Hearing is one of the major senses that we possess other than taste, smell, vision, and touch. These senses of ours play an important role in judging our surroundings and communicating with others. This sense of ours has helped us to get on top of the food chain, to communicate fear, react and adapt to our surroundings.
Our ears perceive vibrations and decode them as various sounds. The function of the ear is to gather these vibrations, encode them and send the nerve impulses to the brain for further processing. To understand the mechanism of hearing we will have to take a look at the structural and functional working of the human ear.
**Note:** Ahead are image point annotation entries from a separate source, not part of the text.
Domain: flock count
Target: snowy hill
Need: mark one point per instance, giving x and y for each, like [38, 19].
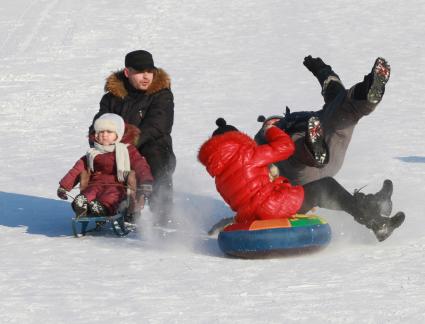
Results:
[235, 59]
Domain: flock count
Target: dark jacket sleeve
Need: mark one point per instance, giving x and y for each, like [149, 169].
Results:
[279, 147]
[140, 166]
[159, 118]
[105, 106]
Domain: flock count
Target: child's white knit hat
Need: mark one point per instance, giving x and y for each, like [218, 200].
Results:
[110, 122]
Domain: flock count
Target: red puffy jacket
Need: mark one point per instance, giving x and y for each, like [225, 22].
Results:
[103, 183]
[241, 172]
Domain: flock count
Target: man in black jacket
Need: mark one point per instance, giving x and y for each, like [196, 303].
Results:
[141, 94]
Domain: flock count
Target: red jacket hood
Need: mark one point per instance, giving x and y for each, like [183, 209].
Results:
[218, 151]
The anatomy and physiology of the ear
The ear is the main organ responsible for hearing and balance. Its anatomy is unique and important to understand the mechanism of hearing.
Here are the parts of the ear,
- The external ear or outer ear consists of:
-Auricle or Pinna (This is the outer part of the ear that is visible to the human eye)
-External auditory canal or tube (This tube connects the outside of the ear to the middle part of the ear)
- The tympanic membrane or the Eardrum
The tympanic membrane separates the external ear from the internal ear and passes the sound vibrations forward.
- The middle ear or the Tympanic cavity consists of:
-Ossicles (these are a set of 3 small bones that work to transmit sound.)
These 3 bones are
-Malleus
-Incus and
-Stapes
- Eustachian canal
The Eustachian canal is a connecting canal between the middle ear and the nasal passage. This canal is lined with a mucous membrane just like our nose and throat. It regulates the pressure in the middle ear and equalizes it. This helps in the better transfer of sound waves.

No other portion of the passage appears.